The Army chief acknowledged the high expectation of the public from the security agencies, saying that the consensus among them is that a situation where bombs continue to shatter public peace is unacceptable.

“So, we need to really dissect our mode of operation, and the way we work and cooperate with other agencies so as to come up with better strategies to enhance security tremendously,” the General said.

He deplored indiscipline among members of the Armed Forces and promised to tackle it with every seriousness required. He however added that indiscipline is a societal problem and not peculiar to members of the Armed Forces.

Said Gen.
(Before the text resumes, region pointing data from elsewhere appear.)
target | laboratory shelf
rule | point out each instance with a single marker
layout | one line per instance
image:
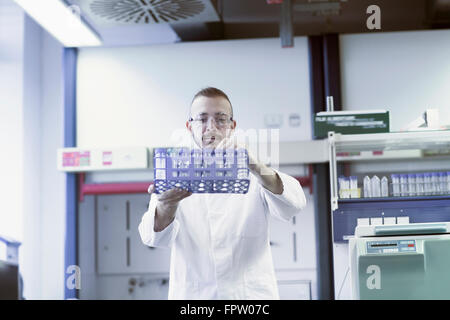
(414, 209)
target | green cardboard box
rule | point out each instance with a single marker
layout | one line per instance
(351, 122)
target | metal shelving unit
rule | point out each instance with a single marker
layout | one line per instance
(345, 212)
(394, 141)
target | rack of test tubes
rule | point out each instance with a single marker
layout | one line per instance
(201, 170)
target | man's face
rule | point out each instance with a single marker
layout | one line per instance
(210, 121)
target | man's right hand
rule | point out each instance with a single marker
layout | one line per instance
(167, 205)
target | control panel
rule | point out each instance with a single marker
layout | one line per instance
(391, 246)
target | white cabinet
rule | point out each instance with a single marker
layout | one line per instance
(119, 246)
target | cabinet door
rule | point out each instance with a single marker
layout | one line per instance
(119, 246)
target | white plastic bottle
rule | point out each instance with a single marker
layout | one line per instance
(376, 187)
(367, 185)
(384, 187)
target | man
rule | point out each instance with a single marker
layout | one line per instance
(220, 242)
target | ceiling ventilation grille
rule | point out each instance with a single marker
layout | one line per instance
(116, 12)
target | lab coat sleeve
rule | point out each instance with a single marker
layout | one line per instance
(149, 237)
(290, 202)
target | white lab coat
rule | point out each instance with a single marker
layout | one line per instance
(220, 242)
Ihejirika: “The issue of indiscipline affecting soldiers is societal, but what I want to assure every Nigerian is that all acts of indiscipline on the part of soldiers and officers would be dealt with immediately, whether by court-martial or at the unit level’.

“I have brought commanders to the field so that we will drum it right into their ears so that they too can interact with us and we will know how to nip the problem in the bud once and for all.

“What I want to say is that the Army will meet the expectations of Nigerians and that we are ever prepared to carry out any task assigned to us. The issue of the country’s security is a collective thing running from government at various levels, well-meaning citizens and all the security agencies. What I want to assure you is that the Army will cooperate and collaborate with others to improve on our present performance.”